According to NBA.com, Paul has limited opponents to conversion rates 8.5 percent lower than the league average in that span, including 12.6 percent lower from three.
He's also holding opposing point guards to a player efficiency rating of 14.3, per 82games.com, pushing his net PER to plus-11.5.
Beyond the tenacity in isolated situations, Paul is also insanely instinctual.

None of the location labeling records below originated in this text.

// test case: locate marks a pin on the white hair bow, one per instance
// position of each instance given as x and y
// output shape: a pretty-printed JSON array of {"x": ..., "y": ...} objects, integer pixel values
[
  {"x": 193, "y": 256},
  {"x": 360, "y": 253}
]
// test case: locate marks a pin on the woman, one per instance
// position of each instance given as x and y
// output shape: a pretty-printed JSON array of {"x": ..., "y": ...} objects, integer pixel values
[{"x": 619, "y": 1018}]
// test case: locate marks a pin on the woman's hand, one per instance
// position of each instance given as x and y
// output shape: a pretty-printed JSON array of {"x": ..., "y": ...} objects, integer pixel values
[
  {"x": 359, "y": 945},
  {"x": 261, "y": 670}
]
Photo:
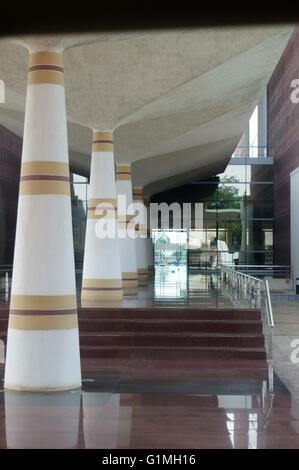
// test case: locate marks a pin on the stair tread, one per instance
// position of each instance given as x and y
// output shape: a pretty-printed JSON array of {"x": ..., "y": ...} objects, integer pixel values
[
  {"x": 174, "y": 334},
  {"x": 175, "y": 348},
  {"x": 172, "y": 320}
]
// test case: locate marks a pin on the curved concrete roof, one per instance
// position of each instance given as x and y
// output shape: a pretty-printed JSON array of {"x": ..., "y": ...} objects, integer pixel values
[{"x": 177, "y": 100}]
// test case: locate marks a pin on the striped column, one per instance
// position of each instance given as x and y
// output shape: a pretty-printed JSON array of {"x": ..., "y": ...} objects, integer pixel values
[
  {"x": 102, "y": 265},
  {"x": 43, "y": 341},
  {"x": 141, "y": 249},
  {"x": 126, "y": 243},
  {"x": 149, "y": 242}
]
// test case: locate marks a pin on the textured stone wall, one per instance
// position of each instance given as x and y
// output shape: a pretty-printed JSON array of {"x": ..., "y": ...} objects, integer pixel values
[{"x": 283, "y": 139}]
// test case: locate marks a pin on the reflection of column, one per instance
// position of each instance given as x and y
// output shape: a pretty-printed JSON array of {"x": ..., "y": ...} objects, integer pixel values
[
  {"x": 42, "y": 421},
  {"x": 43, "y": 341},
  {"x": 126, "y": 243},
  {"x": 141, "y": 242},
  {"x": 102, "y": 266},
  {"x": 101, "y": 420},
  {"x": 243, "y": 245}
]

In an early-February sequence against the Oklahoma City Thunder, Paul starts out guarding MVP candidate Russell Westbrook. But from the beginning of the sequence, Paul has the play progression snuffed out. His head is constantly swiveling with an eye on incoming screeners, but the pick never comes.
After Serge Ibaka sets an off-ball screen, clearing Andre Roberson to the weak-side corner, Paul knows exactly what's coming next.
He quickly leaves Westbrook and scampers over to disrupt the Durant-Ibaka pick-and-roll, which is designed for Durant to hit his agile 4 with a pocket pass.
As soon as Durant attempts to skip a bounce pass through a tight window, Paul's ready to pounce. He swipes the ball away, gains control and a transition opportunity opens up for the Clippers.
Paul gets credited with a swipe there, but the statistical tally is a byproduct of anticipation, awareness and foresight.
Given the variety of ways Paul has proved capable of putting opponents in a vice, it's no wonder head coach Doc Rivers—all bias considered—heaped tremendous praise on his starting point guard during the first round of last year's playoffs, according to 95.7 The Game:
Whether he's cutting off ball-handlers' driving lanes, contesting jump shots or lurking in the shadows ready to pounce, Paul's going to make his presence felt.
And at a time when the game's most heralded point guards are praised for their offensive contributions, Paul is the rare breed capable of playing conductor on both ends of the floor.